A aplikanci radcowscy i adwokaccy w zależności od posiadanych umiejętności, doświadczenia i szczęścia dostają od 0zl do 7k na rękę i piszę o pierwszym roku aplikacji. Dostęp do legalisa jest darmowy dla aplikantów kssip i dla innych aplikantów(ale to chyba zależy od izby)
  • Odpowiedz
  • 1
@trapped: z tym zdrowiem i życiem to pośrednio decydują. Często aplikanci obsługują transakcje M&A i inne deale a mecenas tylko „czeki wypisuje”. Ja nie jadę na lekarzy czy coś ale patologia jest w każdym samorządzie.
  • Odpowiedz
@agnea: Nie 3.5k brutto? Tak coś słyszałem, ale nigdy się tym nie interesowałem.
@Ogar_Ogar: Ja mówię o sytuacji zdrowej, gdzie #!$%@?, ale Ci za to płacą. Kocham też tych mecenasów, którzy oburzają się, jak za zastępstwo powiesz 100 zł, a nie według ich mniemania 50, co jest kpiną.
  • Odpowiedz
@agnea: no to jak aplikanci korporacyjni obsługują tak poważne transakcje to powinni dostawać za to odpowiednie wynagrodzenie, które nie jest narzucane przez ustawę, ale dobrowolna umowę.
W moje grupie na 1 roku srednie wynagrodzenie to 3500 brutto, ale są tacy co zarabiają ponad 2x więcej.
  • Odpowiedz
Hej aplikanci czy Wy też strajkujcie że mecenas słabo płaci (o ile cokolwiek płaci, bo są takie przypadki ze to Wy płacicie mecenasowi).


@agnea: niektórzy strajkują, ale aplikanci korporacyjni to sektor prywatny... kwestia dobrowolnej umowy dwóch stron - jak aplikantowi nie podoba się wynagrodzenie od mecenasa to może zmienić pracę, może domagać się podwyżki etc. Czasami zdarzają się "bunty i bunciki" w kancach i aplikanci coś tam sobie wywalczają :)
  • Odpowiedz
W moje grupie na 1 roku srednie wynagrodzenie to 3500 brutto, ale są tacy co zarabiają ponad 2x więcej.

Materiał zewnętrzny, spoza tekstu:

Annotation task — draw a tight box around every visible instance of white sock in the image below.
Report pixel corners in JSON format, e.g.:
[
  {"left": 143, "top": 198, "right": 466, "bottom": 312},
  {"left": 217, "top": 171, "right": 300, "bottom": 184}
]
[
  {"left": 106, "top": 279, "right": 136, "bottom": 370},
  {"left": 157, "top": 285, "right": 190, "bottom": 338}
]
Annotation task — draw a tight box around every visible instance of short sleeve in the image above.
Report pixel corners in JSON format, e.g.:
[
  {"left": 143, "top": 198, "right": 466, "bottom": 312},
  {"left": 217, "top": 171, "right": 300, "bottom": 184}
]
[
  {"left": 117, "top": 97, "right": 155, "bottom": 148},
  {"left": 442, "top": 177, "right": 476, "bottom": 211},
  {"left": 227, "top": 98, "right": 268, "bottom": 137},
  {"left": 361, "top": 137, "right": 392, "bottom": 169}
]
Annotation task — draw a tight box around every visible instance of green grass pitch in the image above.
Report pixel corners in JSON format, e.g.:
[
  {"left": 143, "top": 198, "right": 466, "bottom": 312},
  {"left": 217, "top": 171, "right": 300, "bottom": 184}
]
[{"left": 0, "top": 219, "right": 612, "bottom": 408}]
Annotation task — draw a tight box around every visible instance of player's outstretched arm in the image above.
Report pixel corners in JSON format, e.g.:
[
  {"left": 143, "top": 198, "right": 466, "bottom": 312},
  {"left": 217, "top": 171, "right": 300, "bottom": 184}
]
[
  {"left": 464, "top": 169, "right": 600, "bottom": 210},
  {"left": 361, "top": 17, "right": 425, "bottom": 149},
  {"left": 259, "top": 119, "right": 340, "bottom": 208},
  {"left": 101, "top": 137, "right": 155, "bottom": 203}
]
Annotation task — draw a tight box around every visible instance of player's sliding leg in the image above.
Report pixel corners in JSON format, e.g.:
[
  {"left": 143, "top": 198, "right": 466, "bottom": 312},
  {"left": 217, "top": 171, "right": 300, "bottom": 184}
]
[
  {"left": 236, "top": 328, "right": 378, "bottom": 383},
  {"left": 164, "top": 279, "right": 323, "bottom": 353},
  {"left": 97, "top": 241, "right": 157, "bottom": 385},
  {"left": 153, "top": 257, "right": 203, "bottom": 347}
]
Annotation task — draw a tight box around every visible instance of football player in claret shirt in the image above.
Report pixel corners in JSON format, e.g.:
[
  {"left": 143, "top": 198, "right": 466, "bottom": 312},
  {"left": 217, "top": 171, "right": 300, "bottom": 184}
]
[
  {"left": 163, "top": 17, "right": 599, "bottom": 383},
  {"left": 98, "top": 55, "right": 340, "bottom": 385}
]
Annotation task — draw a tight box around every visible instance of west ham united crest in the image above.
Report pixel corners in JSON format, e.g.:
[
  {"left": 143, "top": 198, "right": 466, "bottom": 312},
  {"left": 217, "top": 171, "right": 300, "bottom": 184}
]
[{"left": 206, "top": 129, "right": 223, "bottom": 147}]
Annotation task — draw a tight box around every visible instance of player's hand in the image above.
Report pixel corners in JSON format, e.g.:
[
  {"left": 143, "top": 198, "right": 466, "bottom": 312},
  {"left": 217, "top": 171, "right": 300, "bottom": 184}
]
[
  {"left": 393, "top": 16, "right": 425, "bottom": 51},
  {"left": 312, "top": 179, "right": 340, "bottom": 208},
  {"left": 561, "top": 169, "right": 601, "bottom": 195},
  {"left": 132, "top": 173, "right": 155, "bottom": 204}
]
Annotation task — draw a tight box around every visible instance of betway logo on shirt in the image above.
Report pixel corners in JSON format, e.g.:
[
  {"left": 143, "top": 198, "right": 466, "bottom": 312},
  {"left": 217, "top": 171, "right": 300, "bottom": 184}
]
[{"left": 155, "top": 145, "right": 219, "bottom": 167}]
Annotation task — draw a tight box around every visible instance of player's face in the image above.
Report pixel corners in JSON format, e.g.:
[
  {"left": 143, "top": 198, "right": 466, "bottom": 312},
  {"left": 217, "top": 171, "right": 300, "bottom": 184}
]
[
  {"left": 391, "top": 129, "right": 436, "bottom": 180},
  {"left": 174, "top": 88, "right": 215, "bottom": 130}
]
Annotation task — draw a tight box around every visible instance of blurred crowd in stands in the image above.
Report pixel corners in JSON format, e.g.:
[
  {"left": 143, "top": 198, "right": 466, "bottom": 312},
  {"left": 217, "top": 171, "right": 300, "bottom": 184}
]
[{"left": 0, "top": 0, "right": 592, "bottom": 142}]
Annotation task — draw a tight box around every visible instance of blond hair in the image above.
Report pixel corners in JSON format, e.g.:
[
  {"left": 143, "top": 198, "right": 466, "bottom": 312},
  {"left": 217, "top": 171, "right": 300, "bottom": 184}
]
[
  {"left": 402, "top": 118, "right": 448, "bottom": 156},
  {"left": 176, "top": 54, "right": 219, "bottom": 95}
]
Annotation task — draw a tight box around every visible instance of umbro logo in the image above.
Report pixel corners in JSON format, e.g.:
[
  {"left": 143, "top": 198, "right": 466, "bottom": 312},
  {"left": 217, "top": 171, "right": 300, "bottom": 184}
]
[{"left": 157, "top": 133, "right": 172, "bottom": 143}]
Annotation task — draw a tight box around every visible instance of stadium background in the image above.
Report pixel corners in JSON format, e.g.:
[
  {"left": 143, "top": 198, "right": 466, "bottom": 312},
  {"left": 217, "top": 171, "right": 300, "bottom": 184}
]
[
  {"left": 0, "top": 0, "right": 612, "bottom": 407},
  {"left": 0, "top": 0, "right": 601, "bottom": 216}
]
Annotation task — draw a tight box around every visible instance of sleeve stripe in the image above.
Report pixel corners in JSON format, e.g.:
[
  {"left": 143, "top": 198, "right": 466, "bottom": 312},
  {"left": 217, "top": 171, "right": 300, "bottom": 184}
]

@trapped: ja na pierwszym roku aplikacji zarabiałem jeszcze więcej - ale nie płaciło mi Państwo i w żaden sposób nie regulowało moich zarobków, zakresu obowiązków ani czasu pracy :)
  • Odpowiedz
@Ryan_Newman: i o tym właśnie piszę. Aplikanci kssip mogliby protestować, ale mają nienajgorzej wynagrodzenie. Jasne patologie na korporacyjnych, takie jak niewypłacanie wynagrodzenia, czy pensje poniżej minimalnej, należy tępić. Ale to zadanie dla samorzadow, a nie dla państwa, bo państwo nie ustala wynagrodzenia aplikantow korporacyjnych.
  • Odpowiedz
@agnea: Poza tym, że aplikantów zatrudnia podmiot prywatny jest jeszcze jedna różnica, która mi się rzuca w oczy. Aby być adwokatem/radcą, możesz skończyć aplikację nie pracując, a jedynie posiadając patrona. Rezydenci natomiast, aby być pełnoprawnym lekarzem, pracować muszą i nie wystarczy, że swoją wiedzę udowodnią na teście.
  • Odpowiedz
@ArRog: Jako aplikant jesteś zobowiązany do odbywania praktyk, w tym 6 miesięcy w ciągu roku w kancelarii (na I roku 3,5). Do tego na 1 roku są praktyki w sądach i dodatkowo patron może Ci zlecać pisemne zadania (darmowe). Jeżeli ktoś nie pracuje w kancelarii, a np. w jakim urzędzie albo prawnik in-house, albo ma patrona z poza miejsca zatrudnienia, to ma ogromny problem z organizacją pracy i życia prywatnego.